Dans les rues les violences sexuelles ont longtemps été acceptées avec résignation. Peu de gens au sein des autorités prêtent attention à ces exactions. Plus de 42 politiciens ont été réélus malgré des accusations de viols et de sévices sexuels selon India Today. Les réactions de certaines autorités politiques et religieuses fortement marquées par la tradition expliquent comment une femme doit se comporter. Des propos scandaleux tel que “si la fille s’était simplement rendue au lieu de résister quand elle était entourée par six hommes, elle n’aurait pas perdu ses intestins”. Le “test du doigt”, où le médecin introduit un doigt, puis deux dans le vagin de la victime est encore en vigueur dans de nombreux États en Inde. La possibilité d’introduire deux doigts l’amènera à écrire dans son rapport que la victime est “habituée à des rapports sexuels”, ce que la défense retiendra contre elle pour mettre en cause sa crédibilité.


Le gouvernement prévoit l’augmentation des patrouilles de nuit. Elle prévoit également de donner des cours à la police de New Delhi, pour améliorer la situation et mieux évaluer les plaintes qui leur parviennent. La plupart des victimes de viol dans le pays n’osent pas se rendre à la police, craignant pour leur sécurité dans ce pays où les femmes en sont tenus pour responsables.


Indian Express relate comment en novembre 2016, une jeune mère de famille est violée par un conseiller municipal et trois autres hommes. Quand elle décide de déposer plainte, les policier lui posent tout une série de questions plus insultantes et gênantes les unes que les autres. “Lequel des violeurs t’a donné le plus de plaisir” lui demande le policier, puis “Quelle taille de sexe as tu préféré”. La jeune femme retire sa plainte.


Une pression mondiale nécessaire


En 2015, souligne DNA, les tentatives de viol sur les femmes indiennes ont augmenté de 12,9 %, 34 000 en tout. En réalité le nombre d’agressions sexuelles   n’ont pas augmentés, certaines violences sont juste  plus souvent dénoncées. En Inde de nombreuses voix s'élèvent pour demander à ce que les plaintes pour viols soient recueillies par des femmes. Mais le chemin reste encore long quand même les dirigeantes féminines à la tête de l’État s’accordent à ne pas admettre certaines formes de viol. Ni le viol d’un homme, ni le viol conjugal n’est reconnu en Inde. Maneka Gandhi a déjà choqué l’opinion il y a quelques mois en affirmant que le viol conjugal était “un concept occidental inapplicable en Inde”.

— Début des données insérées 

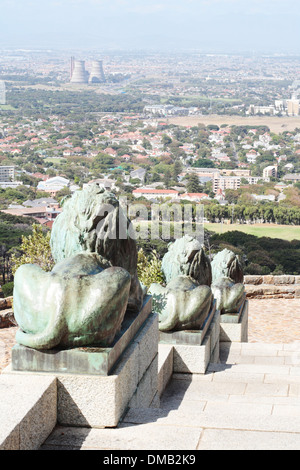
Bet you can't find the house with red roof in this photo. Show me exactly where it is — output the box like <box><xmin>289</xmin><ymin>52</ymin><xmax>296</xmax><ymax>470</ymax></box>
<box><xmin>132</xmin><ymin>188</ymin><xmax>179</xmax><ymax>200</ymax></box>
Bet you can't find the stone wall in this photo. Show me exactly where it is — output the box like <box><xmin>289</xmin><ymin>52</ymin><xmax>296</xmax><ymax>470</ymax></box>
<box><xmin>0</xmin><ymin>297</ymin><xmax>16</xmax><ymax>328</ymax></box>
<box><xmin>244</xmin><ymin>275</ymin><xmax>300</xmax><ymax>299</ymax></box>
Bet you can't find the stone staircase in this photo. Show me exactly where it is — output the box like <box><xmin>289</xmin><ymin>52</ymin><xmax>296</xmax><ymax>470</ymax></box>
<box><xmin>41</xmin><ymin>342</ymin><xmax>300</xmax><ymax>450</ymax></box>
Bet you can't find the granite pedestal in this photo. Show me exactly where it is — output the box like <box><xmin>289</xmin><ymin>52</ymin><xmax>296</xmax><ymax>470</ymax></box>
<box><xmin>159</xmin><ymin>301</ymin><xmax>220</xmax><ymax>374</ymax></box>
<box><xmin>220</xmin><ymin>298</ymin><xmax>249</xmax><ymax>343</ymax></box>
<box><xmin>4</xmin><ymin>296</ymin><xmax>158</xmax><ymax>428</ymax></box>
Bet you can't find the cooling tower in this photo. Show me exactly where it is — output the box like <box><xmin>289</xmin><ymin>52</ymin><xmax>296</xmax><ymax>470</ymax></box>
<box><xmin>71</xmin><ymin>60</ymin><xmax>88</xmax><ymax>83</ymax></box>
<box><xmin>89</xmin><ymin>60</ymin><xmax>105</xmax><ymax>83</ymax></box>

Suicide collectif de veuves, violence domestique où les femmes sont battues, brûlées à l’acide, mariages forcés de fillettes, avortement sélectif, les violences effroyables contre les femmes en Inde sont innommables. Impuissante face à l’ampleur du problème, c’est maintenant d’une pression mondiale durable dont a besoin l’Inde pour espérer faire changer les choses.